After removing all the "tips", if the length of the sequence is reduced by 2n (from the previous method, the reduction amount must be even), then the sum of the removed 2n numbers is -n, leaving 2008-2n items. Note that it is impossible to remove all the points in the original sequence when eliminating the cusp (because the "right end point" will not be removed), so there are at least two items left (note 2008), so the remaining 2008-2n items form a straight line, so they will either go up all the time or go down all the time (if they go up for a while and down for a while, they will form a cusp, but I am considering the situation after removing all the "cusp". To sum up, there are two possibilities:
(1, go straight down) n= 1003, 2008-2n=2, and the absolute value of the remaining two items, the first item is 1 (the absolute value cannot be changed because it is connected in the process of removing the "tip"), and the latter item is 0. At this time, the first item must be-1 (in fact, even+1 is not important), because going to the right from it means "going down"; The sum of the removed 2n terms is -n, so the sum of the original sequences is -n- 1=- 1004.
(2) Go straight up, remove 2n items, leaving 2m=2008-2n items, and the remaining items form a straight line. At this time, the absolute value of the first item is still 1 (because the absolute value of the first item in the whole sequence is unchanged in the process of removing the "tip"), so the remaining items are 1, 2. The first 2m- 1 term must be positive, because this sequence is upward, and the last term can be positive or negative. At this time, the sum of the original sequence is-n+1+2+...+(2m-1)+(2m), that is,-n+2m 2+m or-n+2m 2-3m. Now 2m+2n=2008, so
-n+2m^2+m=2m^2+2m- 1004; -n+2m 2-3m = 2m 2-2m- 1004, where 2 < = m<= 1004.
Finding the minimum of the absolute values of the above two functions, it is not difficult to find that the first function when m=22 and the second function when m=23 can get 8, that is, in the case of (2), the sum of the whole sequence is the value closest to 0.

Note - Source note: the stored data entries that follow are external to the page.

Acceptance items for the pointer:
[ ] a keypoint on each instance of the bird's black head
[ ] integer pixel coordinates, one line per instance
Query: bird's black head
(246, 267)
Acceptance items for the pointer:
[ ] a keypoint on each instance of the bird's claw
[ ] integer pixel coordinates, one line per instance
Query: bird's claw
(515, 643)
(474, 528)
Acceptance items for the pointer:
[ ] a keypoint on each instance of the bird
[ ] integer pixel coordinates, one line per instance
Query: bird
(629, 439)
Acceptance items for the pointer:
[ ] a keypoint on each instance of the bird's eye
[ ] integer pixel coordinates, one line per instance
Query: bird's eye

Summarize the two situations and get the answer. If there is anything that can be obviously simplified in this process, or there is no need to use such troublesome and imprecise intuition, please let us know downstairs. ?
PS? Where to? 70 1 198:? The second line of your answer says X20082-x02 = 2 (x1+... X2007)+2008. Isn't this coming out soon? Why didn't you get the right answer? According to you, ((x _ 2008) 2-(x _1) 2+2 (x _ 2008)-2007)/2 is the value of x_ 1+ ... +x_2008. If we assume that x _ 2008 =+A? -? 1004, and then minimize the absolute value of this formula, right? However, in short, your idea is very concise.